La gamme des verts juxtaposés couvre la vallée et la plaine ;

Et les arbres sont si profonds qu’on ne voit pas leurs fleurs.

La brise et le soleil, ne sachant plus à qui témoigner leur tendresse,

Reviennent caresser le chanvre et les mûriers.

Wang Ngan-che, Promenade en banlieue, XIe siècle

(Anthologie de la poésie chinoise classique, Poésie/Gallimard)

Sur le plateau briard, au-dessus de Montry, une parcelle est cadastrée sous le nom des Hautes Terres. Il s’y trouve un château, à l’origine du XVIe siècle, mais dont ce billet ne parlera pas. Ou alors juste une chose, par exemple et goût de l’anecdote. Le 1er juin 1940, le Colonel de Gaulle, le château étant depuis janvier le siège du Grand Quartier général français, y reçut le grade de Général de brigade. Il y rencontra, huit jours plus tard, le Généralissime Weygand, c’est à dire son chef, entrevit l’arnaque, ne convint pas qu’on pût, en un mot comme en cent, baisser les bras, exprima son désaccord, partit. On connaît la suite.

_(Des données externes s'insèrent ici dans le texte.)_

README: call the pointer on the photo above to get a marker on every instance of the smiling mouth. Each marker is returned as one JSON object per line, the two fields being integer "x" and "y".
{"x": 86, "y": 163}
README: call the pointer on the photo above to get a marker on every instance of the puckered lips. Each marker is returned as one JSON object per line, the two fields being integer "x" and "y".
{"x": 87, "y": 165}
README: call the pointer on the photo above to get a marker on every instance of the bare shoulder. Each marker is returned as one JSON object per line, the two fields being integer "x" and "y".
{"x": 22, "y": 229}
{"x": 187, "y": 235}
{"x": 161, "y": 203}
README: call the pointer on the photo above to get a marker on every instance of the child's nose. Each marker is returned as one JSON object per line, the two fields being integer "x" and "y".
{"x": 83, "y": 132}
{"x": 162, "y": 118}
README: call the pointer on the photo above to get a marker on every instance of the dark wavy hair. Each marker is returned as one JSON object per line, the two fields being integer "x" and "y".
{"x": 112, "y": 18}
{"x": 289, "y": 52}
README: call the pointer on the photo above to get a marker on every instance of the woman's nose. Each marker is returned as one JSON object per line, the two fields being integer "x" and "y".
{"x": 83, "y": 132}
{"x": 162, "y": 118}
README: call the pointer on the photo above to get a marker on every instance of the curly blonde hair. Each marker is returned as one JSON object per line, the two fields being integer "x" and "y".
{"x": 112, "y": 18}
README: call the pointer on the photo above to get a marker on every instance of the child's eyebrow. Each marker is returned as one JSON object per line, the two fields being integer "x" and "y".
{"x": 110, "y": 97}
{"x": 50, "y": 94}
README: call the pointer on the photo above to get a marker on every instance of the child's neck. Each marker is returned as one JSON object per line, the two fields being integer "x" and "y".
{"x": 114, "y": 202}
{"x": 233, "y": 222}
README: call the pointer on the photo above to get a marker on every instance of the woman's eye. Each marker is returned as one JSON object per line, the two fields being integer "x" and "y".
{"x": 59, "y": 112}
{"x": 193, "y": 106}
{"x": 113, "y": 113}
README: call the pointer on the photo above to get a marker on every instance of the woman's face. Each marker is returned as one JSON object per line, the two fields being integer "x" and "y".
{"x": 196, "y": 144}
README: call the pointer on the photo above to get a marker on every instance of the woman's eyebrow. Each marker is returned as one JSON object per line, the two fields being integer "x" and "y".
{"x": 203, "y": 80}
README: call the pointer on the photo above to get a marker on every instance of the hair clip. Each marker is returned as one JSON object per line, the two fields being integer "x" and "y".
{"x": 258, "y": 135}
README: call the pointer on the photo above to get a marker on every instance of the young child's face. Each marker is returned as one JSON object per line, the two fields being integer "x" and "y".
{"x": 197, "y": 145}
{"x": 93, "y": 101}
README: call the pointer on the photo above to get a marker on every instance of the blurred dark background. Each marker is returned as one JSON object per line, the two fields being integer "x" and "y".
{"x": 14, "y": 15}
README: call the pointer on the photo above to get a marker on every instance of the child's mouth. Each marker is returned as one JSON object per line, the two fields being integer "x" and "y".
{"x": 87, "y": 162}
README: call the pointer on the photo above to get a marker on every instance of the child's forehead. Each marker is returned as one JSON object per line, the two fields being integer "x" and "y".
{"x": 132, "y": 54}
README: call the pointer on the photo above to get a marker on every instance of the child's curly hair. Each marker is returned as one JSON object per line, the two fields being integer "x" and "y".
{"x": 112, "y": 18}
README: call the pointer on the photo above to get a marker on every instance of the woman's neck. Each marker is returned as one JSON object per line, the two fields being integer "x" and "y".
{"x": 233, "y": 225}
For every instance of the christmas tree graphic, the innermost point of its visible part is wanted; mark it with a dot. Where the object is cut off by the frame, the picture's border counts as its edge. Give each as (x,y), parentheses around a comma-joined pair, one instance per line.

Le château est au centre d’un jardin anglais imaginé par les frères Bühler ; on reconnaît peut-être leur signature dans les bosquets de séquoias qui vont, par groupes de trois, donner au jardin une allure de scène dont on attendrait les toiles, mais les toiles ne viennent pas et le promeneur, lui, va, de mâts en mâts. Au centre du triangle, les troncs (qui à la pression du doigt résistent, mollement, on dirait du balsa cotonneux qui résonnerait creux) d’une hauteur vertigineuse, écartent leurs bras d’une ère et d’un mouvement anciens. On ne serait pas étonné de voir planer le ptérosaure ou le ptérodactyle.

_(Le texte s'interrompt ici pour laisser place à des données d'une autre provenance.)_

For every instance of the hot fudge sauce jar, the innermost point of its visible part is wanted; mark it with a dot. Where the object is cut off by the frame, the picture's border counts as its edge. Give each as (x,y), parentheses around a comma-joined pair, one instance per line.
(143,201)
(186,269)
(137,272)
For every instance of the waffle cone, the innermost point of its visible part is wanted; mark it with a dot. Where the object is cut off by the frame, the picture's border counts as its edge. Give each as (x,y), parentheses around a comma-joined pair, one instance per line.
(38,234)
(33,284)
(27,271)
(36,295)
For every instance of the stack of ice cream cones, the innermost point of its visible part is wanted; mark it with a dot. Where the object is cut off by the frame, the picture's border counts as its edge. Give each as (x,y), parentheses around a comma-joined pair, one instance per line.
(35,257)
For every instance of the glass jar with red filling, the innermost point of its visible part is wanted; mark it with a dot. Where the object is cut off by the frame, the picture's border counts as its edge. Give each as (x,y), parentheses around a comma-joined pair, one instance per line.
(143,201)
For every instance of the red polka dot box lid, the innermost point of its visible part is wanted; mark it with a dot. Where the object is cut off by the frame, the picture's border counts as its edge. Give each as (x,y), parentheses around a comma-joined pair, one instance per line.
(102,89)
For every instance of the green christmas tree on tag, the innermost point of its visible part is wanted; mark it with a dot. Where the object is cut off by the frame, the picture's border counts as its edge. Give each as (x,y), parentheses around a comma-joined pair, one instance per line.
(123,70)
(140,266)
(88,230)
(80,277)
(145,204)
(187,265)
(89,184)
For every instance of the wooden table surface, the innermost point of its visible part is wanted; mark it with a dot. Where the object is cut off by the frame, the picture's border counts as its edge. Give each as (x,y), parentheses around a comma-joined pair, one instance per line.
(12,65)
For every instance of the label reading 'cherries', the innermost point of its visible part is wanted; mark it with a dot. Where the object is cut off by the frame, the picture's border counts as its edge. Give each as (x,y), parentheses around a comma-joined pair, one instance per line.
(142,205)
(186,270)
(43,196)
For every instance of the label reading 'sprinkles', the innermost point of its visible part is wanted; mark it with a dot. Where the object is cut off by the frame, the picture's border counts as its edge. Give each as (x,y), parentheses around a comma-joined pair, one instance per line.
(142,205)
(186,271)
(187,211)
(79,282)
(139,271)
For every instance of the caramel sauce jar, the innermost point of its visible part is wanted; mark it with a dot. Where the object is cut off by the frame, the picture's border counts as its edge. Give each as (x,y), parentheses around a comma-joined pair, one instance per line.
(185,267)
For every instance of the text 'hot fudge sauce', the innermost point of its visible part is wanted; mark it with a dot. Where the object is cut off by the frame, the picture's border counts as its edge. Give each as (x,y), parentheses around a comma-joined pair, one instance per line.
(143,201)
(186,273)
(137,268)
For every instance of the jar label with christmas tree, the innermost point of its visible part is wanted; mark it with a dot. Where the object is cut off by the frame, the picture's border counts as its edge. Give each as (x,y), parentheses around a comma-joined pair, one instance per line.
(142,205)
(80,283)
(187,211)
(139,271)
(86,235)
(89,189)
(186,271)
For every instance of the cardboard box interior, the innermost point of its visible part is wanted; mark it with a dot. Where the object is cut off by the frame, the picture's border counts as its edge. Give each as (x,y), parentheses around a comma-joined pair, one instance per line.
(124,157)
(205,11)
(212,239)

C’est un immense globe vert clair, devant la façade nord du château. Il y a quelques chose qui cloche. On imagine tout de suite une illustration de Léon Benett pour La Jangada de Verne, chez Hetzel. Les prémices d’une forêt primaire, Amazonie. Le sophora du Japon, ou arbre à miel, qui en réalité vient de Chine, planté il y a à peu près deux cents ans, c’est à dire peu de temps après son introduction en Europe, a une particularité accidentelle. Une tempête le fendit en deux en 1930, mais la partie du tronc couchée continua de croître en marcottant, c’est à dire en reconstituant des racines à partir des branches au contact du sol. Comme certains hêtres, dits tortillards, Les faux de Verzy, près de Reims, ailleurs aussi certainement, ou comme les fraisiers. D’où cet aspect foisonnant, mousseux, en plusieurs dimensions, l’arbre étant désormais, sur une aire de plus de 1000 mètres carrés, plus large que haut.

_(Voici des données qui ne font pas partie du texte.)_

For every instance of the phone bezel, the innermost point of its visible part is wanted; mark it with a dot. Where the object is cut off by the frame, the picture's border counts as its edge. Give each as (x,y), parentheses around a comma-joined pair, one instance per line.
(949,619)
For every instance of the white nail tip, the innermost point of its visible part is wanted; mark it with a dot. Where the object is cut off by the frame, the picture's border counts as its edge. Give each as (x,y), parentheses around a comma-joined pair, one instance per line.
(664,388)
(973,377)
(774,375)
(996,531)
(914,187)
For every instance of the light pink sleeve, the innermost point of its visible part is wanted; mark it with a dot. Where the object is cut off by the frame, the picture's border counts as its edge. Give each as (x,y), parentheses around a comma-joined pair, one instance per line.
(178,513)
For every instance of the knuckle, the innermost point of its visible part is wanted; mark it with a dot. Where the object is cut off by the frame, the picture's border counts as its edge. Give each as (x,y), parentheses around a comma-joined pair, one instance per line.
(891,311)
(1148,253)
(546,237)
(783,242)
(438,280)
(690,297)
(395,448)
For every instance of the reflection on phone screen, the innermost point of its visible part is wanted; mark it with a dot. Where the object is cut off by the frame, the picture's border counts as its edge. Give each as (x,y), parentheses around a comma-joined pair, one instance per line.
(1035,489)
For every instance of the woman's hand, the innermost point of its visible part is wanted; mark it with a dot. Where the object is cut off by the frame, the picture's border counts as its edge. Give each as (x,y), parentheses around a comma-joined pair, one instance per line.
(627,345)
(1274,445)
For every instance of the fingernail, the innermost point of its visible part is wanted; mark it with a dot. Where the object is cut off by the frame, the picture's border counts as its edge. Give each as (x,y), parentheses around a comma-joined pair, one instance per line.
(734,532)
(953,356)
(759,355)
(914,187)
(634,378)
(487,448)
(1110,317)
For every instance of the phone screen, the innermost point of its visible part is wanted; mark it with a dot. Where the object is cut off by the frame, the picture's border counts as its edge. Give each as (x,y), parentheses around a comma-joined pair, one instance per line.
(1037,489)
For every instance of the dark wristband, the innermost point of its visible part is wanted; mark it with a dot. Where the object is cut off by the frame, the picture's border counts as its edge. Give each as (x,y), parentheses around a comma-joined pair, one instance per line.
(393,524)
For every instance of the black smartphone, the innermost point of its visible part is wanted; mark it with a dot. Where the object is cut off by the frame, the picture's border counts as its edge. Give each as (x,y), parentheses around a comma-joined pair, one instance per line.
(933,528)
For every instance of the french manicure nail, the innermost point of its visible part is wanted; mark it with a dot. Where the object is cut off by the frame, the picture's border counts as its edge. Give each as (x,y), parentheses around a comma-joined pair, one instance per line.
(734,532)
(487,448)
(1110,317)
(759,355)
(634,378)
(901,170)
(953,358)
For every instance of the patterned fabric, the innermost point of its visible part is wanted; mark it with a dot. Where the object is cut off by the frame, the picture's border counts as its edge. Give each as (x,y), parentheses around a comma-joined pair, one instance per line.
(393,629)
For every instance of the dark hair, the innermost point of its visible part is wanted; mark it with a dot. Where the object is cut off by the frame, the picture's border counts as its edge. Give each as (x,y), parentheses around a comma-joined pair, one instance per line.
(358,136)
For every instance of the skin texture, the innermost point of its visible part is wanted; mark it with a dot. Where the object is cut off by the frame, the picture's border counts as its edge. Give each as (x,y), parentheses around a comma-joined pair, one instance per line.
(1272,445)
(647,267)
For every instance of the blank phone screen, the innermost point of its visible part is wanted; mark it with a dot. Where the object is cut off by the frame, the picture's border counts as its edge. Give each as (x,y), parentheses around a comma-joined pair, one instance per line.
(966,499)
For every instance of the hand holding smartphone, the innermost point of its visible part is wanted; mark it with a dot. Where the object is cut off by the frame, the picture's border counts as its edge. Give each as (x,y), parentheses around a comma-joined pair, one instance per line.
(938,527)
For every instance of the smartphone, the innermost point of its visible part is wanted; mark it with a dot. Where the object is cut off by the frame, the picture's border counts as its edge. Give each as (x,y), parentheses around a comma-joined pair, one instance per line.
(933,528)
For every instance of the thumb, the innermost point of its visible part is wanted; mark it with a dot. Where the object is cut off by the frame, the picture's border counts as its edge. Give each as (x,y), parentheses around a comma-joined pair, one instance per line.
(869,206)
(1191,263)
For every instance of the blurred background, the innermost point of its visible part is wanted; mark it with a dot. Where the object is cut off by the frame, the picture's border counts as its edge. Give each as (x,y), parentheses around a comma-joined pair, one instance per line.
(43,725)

Il faut pénétrer sous sa voûte — curieusement, le silence se fait, on y parle bas, comme dans une chapelle romane un peu mal en point, semi-ouverte aux vents, j’ai pensé à La Chapelle-sous-Chapaize — pour mesurer l’extrême complexité de son architecture évolutive. On ne marche pas sur les caractères effacés par les pas, par le temps, des pierres tombales, mais sur un substrat sec, sphaigneux, souple, un tapis de tourbe de la même douceur pâtissière qu’une pierre d’église. Le toit est un paradis, je n’y peux rien, et le photographier un acte dérisoire. D’ailleurs, sous l’arbre sont des peintres, et des dessinateurs.

Le sophora est un arbre solitaire qui pousse en plein vent. Il faut croire, ici, que l’absence de piétons (l’endroit est privé, l’établissement qui occupe les lieux tient beaucoup au caractère symbolique de gueule cassée, mais résilient, de la plante, l’assimilant à un totem) est favorable à la légèreté du sol, sa porosité, l’absence de poids sur le système racinaire. C’est sans doute vrai, et pourtant, à partager ainsi pendant quelques heures la vie de cette personne (ou bien plutôt étaient-elles plusieurs, je ne suis pas sûr d’avoir bien entendu, il faudrait y rester des jours, faire retraite, en quelque sorte) elle murmurait, de ses gousses, des gammes, et c’était une vibration musicale, aussi, un chant. Les Gitans qui campent, par ici et en tout lieu, le diraient mieux que moi, je crois.